Nanoparticle Drug Delivery System Targets Kidney Disease

Just like the Mission: Impossible movie scene where Tom Cruise had to perform all sorts of moves to avoid detection in order to sneak into the vault, similarly a targeted drug needs to be sneaked into a kidney and to prevent it from getting eliminated from the body.

Nanoparticles move past the glomerular filtration barrier of the kidney to target diseased cells. (Image credit: Yekaterina (Katya) Kadyshevskaya from the USC Bridge Institute at USC Michelson Center for Convergent Bioscience

Kidneys serve as the filtering agents in the human body, they work to get rid of minute particles that they sense do not belong. In case the kidney misses filtering out a particle by excreting it through urine, it may be eliminated by the liver, which uses macrophages to hunt for and push out the foreign bodies.

Scientists at the USC Viterbi School of Engineering, together with colleagues from the Keck School of Medicine at USC, have created peptide nanoparticles to outsmart the biological system and target the kidney cells. The innovation may prove significant in treating chronic kidney disease.

Out of three Americans, one will have chronic kidney disease in his/her lifetime. Up to now, there have been few solutions for progressive kidney disease beyond dialysis and kidney transplant—both of which are extremely costly and taxing. Earlier, doctors would also have to prescribe heavy doses of medication as they anticipated some of the medication would be able to reach and target the kidney. However, this heavy dosing had unfavorable effects on other organs in the body.

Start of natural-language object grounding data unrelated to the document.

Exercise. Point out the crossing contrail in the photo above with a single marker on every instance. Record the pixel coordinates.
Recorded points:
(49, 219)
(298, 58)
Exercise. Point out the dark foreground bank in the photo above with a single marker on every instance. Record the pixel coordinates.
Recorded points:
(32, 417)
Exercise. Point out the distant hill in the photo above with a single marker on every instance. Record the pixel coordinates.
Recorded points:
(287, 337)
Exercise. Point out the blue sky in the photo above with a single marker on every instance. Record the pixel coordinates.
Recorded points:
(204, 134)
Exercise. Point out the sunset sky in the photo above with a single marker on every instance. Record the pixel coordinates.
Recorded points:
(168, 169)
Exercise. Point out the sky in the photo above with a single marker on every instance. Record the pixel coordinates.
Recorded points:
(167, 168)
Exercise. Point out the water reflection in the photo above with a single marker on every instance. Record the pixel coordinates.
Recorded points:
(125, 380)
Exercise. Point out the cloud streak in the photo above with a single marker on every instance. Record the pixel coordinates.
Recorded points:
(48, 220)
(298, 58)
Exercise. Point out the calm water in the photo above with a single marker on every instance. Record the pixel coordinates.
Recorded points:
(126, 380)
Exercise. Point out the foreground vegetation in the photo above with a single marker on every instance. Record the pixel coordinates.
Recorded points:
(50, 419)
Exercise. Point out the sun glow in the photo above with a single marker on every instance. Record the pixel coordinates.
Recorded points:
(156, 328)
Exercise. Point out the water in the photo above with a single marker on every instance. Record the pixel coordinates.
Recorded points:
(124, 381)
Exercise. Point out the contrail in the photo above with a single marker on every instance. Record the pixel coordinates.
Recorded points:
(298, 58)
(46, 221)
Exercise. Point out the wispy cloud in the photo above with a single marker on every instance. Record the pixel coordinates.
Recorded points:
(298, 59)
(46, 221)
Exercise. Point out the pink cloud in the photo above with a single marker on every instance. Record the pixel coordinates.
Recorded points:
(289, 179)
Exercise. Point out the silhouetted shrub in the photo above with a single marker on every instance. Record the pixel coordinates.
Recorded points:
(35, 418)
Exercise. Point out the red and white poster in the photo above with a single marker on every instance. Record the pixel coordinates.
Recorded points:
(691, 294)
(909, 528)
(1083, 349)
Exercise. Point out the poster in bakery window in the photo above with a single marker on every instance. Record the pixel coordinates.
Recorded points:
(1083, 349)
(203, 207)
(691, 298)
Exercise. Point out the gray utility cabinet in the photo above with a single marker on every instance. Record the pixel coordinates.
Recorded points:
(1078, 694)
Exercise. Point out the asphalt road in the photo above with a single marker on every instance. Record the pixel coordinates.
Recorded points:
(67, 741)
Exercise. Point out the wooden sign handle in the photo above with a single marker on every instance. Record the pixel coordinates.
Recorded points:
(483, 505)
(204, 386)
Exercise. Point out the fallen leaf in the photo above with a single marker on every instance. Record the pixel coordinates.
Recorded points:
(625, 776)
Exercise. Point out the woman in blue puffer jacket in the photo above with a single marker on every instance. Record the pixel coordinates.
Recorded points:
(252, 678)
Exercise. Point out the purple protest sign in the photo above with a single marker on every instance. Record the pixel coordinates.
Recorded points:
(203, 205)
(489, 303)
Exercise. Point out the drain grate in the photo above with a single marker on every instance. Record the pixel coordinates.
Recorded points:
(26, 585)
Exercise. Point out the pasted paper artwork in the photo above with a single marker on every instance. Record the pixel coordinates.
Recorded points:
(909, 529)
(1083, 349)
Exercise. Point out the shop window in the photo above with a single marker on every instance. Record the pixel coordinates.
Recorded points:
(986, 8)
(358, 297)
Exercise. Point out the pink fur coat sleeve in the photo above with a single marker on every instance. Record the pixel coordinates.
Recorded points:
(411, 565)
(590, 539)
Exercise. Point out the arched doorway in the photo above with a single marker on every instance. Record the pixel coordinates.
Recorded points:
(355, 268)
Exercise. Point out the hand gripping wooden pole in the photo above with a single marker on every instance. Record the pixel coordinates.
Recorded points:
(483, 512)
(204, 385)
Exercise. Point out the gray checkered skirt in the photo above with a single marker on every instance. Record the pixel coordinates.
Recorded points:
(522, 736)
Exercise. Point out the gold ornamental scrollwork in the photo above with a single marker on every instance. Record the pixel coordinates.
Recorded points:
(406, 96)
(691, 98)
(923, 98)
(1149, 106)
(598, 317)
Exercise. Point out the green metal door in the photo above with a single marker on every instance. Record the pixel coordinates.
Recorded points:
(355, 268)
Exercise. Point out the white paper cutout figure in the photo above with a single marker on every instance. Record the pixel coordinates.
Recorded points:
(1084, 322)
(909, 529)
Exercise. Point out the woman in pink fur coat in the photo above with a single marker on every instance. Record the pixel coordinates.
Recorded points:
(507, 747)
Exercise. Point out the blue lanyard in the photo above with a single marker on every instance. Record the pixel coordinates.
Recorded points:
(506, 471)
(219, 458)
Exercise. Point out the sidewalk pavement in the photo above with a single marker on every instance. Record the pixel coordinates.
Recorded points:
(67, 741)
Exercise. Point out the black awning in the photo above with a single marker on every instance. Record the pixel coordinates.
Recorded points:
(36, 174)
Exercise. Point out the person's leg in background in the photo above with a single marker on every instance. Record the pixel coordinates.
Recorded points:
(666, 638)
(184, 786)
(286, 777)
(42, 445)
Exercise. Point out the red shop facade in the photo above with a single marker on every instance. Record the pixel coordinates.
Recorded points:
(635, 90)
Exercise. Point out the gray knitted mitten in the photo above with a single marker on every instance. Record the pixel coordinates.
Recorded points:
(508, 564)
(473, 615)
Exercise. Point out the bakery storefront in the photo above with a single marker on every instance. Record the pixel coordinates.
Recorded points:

While targeted drug delivery has long been an area of focus for cancer research, nanoparticles for targeted drug delivery for the kidneys has mostly gone uninvestigated, says the study’s main author, Eun Ji Chung, a WiSE Gabilan Assistant Professor and Assistant Professor of Biomedical Engineering, Chemical Engineering and Materials Science, and Nephrology and Hypertension at USC and a professor in the new USC Michelson Center for Convergent Bioscience.

Basically, the scientists took a number of months to develop their kidney targeting particle. This nanoparticle is a micelle, and is 10-20 times smaller than a traditional nanoparticle. This specific micelle is synthesized from a peptide chain that is formulated from lysine and glutamic acids. The additional small size of the nanoparticle allows passage into the kidneys via the primary barrier of kidney filtration while the peptide allows the nanoparticle to remain in the kidneys and potentially release a drug at the site of the disease without getting eliminated in the urine. In this way, the scientists are making the most of a natural mechanism of the body to target the kidneys, and can lessen systemic off-target side effects that are typical to most kidney drugs.

Results of In Vivo Testing:

Fluorescent-labeled nanoparticles were injected into mice by the scientists. They learned that the nanoparticles they had created were more present in the kidney compared to other parts of the body. These particles, therefore, could carry drugs more selectively than earlier tests by other scientists. Moreover, these biocompatible, bio-degradable particles were able to be eliminated from the body in less than one week and would not harm other organs.

The research “Design and in vivo characterization of kidney-targeting multimodal micelles for renal drug delivery,” was conducted by Eun Ji Chung, Jonathan Wang, Christopher Poon, Deborah Chin, Sarah Milkowski, Vivian Lu at the Viterbi School of Engineering; and Kenneth R. Hallows of the Keck School of Medicine at USC. It was included in the journal Nano Research and Professor Chung was chosen as a Young Innovator in Nanobiotechnology from the journal.

Funding for this study was provided by the University of Southern California (Provost Fellowship), the National Heart, Lung, and Blood Institute at the NIH, and the U.S. Department of Defense.